Audio Puppetry with AI Voices

Text to speech tools have become quite popular recently now that they sound more and more like real human voices with somewhat natural inflection and speech patterns. That said, I'm not a big fan of text to speech for the projects I work on, mostly because they are so close to natural without being fully convincing. Upload text with an uncommon proper noun or a line of dialog that requires a bit of top-spin, and most of these AI voices fall solidly in the "uncanny valley," breaking whatever immersion you had worked so hard to establish. There is a better approach that can help AI voices sound more like professional, directable voices.

Side Note: I should say up front that I would prefer to use real voices from actual, flesh-and-blood people. I've worked with voice over artists in the past and beyond being lovely people, they can also inject unexpected sparks of life into your project. It's genuinely the best way to go. Alas, I don't have a real budget or collaborators to speak of, and assuming you're in the same boat because you're reading this, it's AI voices for us.

Text to speech tools are everywhere, and many of them can pull off basic narration or enthusiastic marketing copy and do it quite well. If you're looking for a conversational read with specific intonation and lots of proper nouns, you may be out of luck with even the fanciest text to speech tools.

Game dialog is a great example where you're going to need a lot of funky proper nouns pronounced the same way with different voices. You can sometimes pull off made-up proper nouns with text to speech by writing it out phonetically, but emphasis can still be hit or miss. And when it misses, it can pull players right out of the immersion.

In my case, I've been working on an audio project called "We Will Have Always Had Time Travel," a podcast-like program with elements of sci fi that tries its best to be funny. I needed a main host voice along with several guest voices that would change frequently. I needed a consistent voice done cheaply, and for that I could go to a whole slew of sources.

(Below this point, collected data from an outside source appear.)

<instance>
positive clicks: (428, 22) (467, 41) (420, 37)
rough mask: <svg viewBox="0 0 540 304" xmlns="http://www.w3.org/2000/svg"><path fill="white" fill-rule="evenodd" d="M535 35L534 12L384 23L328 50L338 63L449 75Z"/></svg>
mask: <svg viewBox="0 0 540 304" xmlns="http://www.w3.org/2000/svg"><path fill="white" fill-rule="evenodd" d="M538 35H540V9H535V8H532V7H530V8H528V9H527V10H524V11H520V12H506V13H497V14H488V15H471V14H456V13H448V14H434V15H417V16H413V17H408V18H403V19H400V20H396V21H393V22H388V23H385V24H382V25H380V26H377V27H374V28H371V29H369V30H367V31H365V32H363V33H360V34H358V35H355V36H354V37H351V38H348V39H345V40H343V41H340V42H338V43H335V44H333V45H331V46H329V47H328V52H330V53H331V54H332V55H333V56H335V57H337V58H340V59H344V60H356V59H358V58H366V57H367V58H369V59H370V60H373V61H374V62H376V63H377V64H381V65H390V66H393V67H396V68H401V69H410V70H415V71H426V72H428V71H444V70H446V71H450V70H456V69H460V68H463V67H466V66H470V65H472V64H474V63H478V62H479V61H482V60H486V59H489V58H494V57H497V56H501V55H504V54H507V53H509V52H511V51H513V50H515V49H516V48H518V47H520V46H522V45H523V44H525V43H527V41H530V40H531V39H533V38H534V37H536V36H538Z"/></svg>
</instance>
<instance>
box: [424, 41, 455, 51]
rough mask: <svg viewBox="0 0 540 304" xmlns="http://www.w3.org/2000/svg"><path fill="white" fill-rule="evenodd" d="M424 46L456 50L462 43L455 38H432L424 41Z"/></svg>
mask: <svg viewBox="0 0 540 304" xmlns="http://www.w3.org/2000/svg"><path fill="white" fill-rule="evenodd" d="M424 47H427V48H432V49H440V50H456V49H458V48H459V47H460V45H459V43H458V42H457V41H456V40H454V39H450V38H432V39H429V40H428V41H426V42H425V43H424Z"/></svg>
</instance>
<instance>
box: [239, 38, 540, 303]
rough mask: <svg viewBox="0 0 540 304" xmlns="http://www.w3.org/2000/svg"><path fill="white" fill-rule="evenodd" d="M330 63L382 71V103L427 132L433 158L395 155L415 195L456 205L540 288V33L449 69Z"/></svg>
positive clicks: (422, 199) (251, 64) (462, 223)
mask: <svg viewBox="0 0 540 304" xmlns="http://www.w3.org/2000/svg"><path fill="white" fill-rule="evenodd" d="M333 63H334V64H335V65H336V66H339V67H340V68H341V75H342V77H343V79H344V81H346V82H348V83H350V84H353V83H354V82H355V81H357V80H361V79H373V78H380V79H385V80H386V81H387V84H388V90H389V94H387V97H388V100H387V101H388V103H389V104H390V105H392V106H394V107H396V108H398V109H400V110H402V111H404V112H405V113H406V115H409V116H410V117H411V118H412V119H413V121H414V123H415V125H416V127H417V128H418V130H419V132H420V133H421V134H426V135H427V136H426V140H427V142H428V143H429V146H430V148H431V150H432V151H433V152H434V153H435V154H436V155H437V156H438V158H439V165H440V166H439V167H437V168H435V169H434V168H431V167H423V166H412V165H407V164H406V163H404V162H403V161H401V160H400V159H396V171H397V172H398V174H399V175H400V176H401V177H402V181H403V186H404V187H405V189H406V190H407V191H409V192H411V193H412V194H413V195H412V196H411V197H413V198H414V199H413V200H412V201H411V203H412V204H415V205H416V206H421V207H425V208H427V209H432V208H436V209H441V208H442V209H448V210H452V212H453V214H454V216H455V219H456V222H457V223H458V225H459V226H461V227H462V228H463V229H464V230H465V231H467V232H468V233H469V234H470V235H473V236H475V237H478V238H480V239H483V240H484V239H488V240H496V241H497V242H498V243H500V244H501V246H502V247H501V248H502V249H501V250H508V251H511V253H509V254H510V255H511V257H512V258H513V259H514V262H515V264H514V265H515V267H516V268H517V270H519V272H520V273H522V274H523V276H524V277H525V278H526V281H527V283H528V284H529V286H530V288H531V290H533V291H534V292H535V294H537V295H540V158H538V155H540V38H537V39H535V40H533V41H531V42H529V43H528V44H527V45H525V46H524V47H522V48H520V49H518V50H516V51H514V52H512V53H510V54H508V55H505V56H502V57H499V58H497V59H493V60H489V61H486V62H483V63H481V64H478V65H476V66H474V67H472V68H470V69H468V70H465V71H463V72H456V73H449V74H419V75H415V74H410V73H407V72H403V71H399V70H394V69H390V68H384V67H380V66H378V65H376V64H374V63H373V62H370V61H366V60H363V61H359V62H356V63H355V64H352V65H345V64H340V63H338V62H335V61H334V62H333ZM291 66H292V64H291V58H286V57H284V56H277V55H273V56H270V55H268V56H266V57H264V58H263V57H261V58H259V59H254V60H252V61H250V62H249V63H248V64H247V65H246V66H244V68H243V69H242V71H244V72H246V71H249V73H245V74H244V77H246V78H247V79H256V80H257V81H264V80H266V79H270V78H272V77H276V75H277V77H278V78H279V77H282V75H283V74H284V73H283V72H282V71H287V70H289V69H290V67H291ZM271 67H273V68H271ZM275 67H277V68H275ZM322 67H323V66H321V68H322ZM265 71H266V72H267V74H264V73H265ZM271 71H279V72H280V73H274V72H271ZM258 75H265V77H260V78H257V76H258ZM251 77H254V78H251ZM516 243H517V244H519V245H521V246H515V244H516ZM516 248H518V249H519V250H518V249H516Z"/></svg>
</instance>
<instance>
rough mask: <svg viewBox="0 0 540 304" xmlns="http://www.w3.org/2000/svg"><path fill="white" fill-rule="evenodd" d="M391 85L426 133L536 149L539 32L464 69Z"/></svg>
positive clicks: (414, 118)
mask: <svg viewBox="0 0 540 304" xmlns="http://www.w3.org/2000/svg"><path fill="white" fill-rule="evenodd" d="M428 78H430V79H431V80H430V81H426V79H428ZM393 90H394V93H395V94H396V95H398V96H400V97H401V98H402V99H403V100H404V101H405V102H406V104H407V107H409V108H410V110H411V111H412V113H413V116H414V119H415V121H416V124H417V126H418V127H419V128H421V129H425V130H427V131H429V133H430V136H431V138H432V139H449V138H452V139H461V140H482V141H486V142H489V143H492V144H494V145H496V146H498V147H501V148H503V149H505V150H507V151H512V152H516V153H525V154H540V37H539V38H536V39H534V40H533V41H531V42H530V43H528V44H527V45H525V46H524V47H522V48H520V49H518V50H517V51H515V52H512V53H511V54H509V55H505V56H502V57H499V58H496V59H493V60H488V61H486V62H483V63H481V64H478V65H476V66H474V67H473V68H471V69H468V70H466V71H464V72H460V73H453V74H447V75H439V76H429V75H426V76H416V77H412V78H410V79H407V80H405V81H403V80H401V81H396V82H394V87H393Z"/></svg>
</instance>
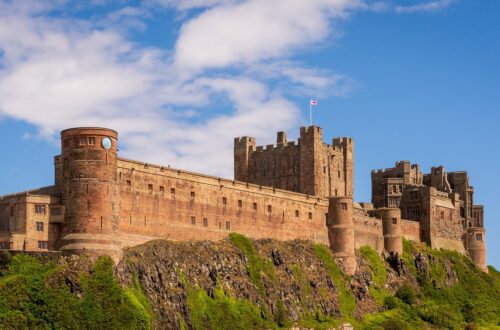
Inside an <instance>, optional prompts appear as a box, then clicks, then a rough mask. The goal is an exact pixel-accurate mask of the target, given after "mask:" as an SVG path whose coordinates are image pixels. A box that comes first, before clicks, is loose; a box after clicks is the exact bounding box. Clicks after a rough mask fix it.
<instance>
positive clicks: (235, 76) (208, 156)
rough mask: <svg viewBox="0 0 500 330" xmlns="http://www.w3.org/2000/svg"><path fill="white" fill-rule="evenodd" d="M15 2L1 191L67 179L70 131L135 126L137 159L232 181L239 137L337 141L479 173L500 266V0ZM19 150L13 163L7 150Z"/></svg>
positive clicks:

However, what I really wanted was a way to direct the voices. I couldn't find any way to do that. Until I found Speech to Speech, a very dumb-sounding feature but I have had great luck with it. It allows me to record the inflection and pronunciation I want then let the AI voice take over, a bit like vocal puppetry.

The Process

For speech to speech, first you record a guide track. My project is fully scripted because I tend to ramble and stammer, but you could just record yourself speaking extemporaneously. In fact, that might achieve and even more natural end result.

Then you can cut it all together in a guide track edit to make sure you didn't miss anything and that the inflections work together well. Then collapse the clips into separate tracks for each voice and export separate files of these compiled lines.

On many services there is a file size limit. If your files are too big you may need to further split them into parts based on the limitations of the AI voice service you're using.

Pick a voice you like, either through the gallery or by making your own. Each generated sample of text counts against your monthly limit, so be judicious. You can listen to the pre-baked samples to pick a voice as well. That doesn't touch your monthly limit.

Please note that some accented voices are available and work quite well for text to speech but when they are used in speech to speech, the accent goes away. This may be a temporary bug or it could be that it's picking up on my corn-fed Indiana accent from the guide track and stripping out the South London sound I was looking for.

Once you have your voices and samples arranged, run them through the speech to speech tool and monitor your usage to prevent running out of credits before your project is complete.

Then take these AI voices back into your audio editor. I sometimes use tools like Audition but I find that a free app like Audacity works better and makes me less reliant on Adobe.

Soapbox: Don't get me started on Adobe's pricing model. My mom was a commercial artist since the 70's, and their "gougey" pricing policies made even her mad. You made my mom angry, Adobe, and that is something I cannot forgive.

Cut it all together and let the lines overlap a little if you want a more realistic feel. In real conversations people cut each other off all the time without even realizing it. When folks politely take turns to speak it starts to sound fake. Maybe that's just me.

In this process, I also pulled text to speech versions of some of the content. You may be wondering why. Well, as I mentioned, some accented stuff won't work properly with speech to speech and sometimes with speech to speech you get glitches or the AI just can't interpret my mumbly guide track, so I patch it with the text to speech version and you would never know, a few words here or there. In small chunks it sounds just fine. That's another advantage of AI voices I should mention: the consistency.

If you've ever recorded voice over from a real human at 9am and then attempted to record a punch-in replacement for a few words a few hours later, the voice will sound very slightly different and the patch will be obvious. You have to record the whole sentence or even a whole paragraph to keep the transition from sounding too jarring. You don't have to worry about that with AI voices, though, because voices made up of ones and zeros are perfectly consistent.

The podcast that isn't actually a podcast is out on YouTube if you're into sci-fi and poor attempts at humor.